What Medicare Reimbursement Optimization Services Actually Include

  • Comprehensive coding audit across your top 30 CPT codes — identifying undercoding, overcoding, and documentation gaps
  • E/M optimization program — physician-specific education and documentation templates aligned to 2026 CMS requirements
  • Advanced services gap analysis — identify unbilled CCM, TCM, RPM, and care management codes for your Medicare panel
  • MIPS performance assessment and optimization strategy for the 2026 performance year
  • Incident-to billing compliance review — ensure you're capturing the full physician rate where you're eligible
  • Medicare Advantage rate analysis — benchmark your MA contract rates against published Medicare fee schedule

Estimate Your Medicare Revenue Gap — Free Calculator

Enter your physician count, specialty mix, and Medicare volume. SolvEdge's calculator estimates your annual uncaptured Medicare reimbursement in under 90 seconds.

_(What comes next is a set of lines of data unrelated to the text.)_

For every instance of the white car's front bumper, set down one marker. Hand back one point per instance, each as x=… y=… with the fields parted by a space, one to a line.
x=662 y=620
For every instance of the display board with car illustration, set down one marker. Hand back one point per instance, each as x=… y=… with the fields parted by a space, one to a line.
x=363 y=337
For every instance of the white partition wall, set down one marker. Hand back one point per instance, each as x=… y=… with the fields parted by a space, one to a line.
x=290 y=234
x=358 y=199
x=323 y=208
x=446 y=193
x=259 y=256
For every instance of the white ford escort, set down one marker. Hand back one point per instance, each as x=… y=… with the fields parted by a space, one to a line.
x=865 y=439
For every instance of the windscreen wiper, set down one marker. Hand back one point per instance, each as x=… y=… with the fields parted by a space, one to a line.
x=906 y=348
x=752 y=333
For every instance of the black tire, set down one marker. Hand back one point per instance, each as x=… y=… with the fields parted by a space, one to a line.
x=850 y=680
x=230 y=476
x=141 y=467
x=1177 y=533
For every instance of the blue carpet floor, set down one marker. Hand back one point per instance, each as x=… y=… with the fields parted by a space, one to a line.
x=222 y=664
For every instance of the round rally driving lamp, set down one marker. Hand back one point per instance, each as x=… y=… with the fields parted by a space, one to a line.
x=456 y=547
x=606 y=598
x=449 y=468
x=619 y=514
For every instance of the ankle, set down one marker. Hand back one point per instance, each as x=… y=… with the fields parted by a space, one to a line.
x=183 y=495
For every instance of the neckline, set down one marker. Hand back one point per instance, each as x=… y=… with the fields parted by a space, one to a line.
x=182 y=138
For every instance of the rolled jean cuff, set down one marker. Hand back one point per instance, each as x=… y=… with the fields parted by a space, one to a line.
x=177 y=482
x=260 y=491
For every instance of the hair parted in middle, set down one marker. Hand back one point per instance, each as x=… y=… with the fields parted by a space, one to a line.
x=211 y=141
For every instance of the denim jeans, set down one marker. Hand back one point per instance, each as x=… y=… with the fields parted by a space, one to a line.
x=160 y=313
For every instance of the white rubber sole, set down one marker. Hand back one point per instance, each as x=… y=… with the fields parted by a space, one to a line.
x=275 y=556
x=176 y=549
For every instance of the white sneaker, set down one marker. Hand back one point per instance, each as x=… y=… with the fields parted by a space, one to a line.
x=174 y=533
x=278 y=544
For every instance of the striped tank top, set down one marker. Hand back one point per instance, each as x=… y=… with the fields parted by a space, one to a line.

Frequently Asked Questions

What is the 2026 Medicare physician fee schedule conversion factor?

CMS publishes the 2026 conversion factor in the Physician Fee Schedule Final Rule. A 1% change equals approximately $100K–$400K annually for a mid-size physician group. Model your top CPT codes before January 1st.

Which specialties are most affected by 2026 Medicare reimbursement changes?

Primary care, cardiology, oncology, and orthopedics historically see the most significant dollar-value impact due to their CPT mix and Medicare volume.

How do I improve my MIPS score before the 2026 performance year deadline?

Focus on the Quality category first — it carries the most weight. Run a baseline score estimate in Q1–Q2 using your QCDR or qualified registry. Identify your two lowest-performing measures and assess whether they are improvable before year-end.

What is incident-to billing and how does it affect Medicare reimbursement?

Incident-to billing allows physician groups to bill at the physician rate (100%) for services provided by advanced practice providers under direct supervision, rather than the APP rate (85%). Compliance gaps here are one of the most common causes of preventable revenue loss.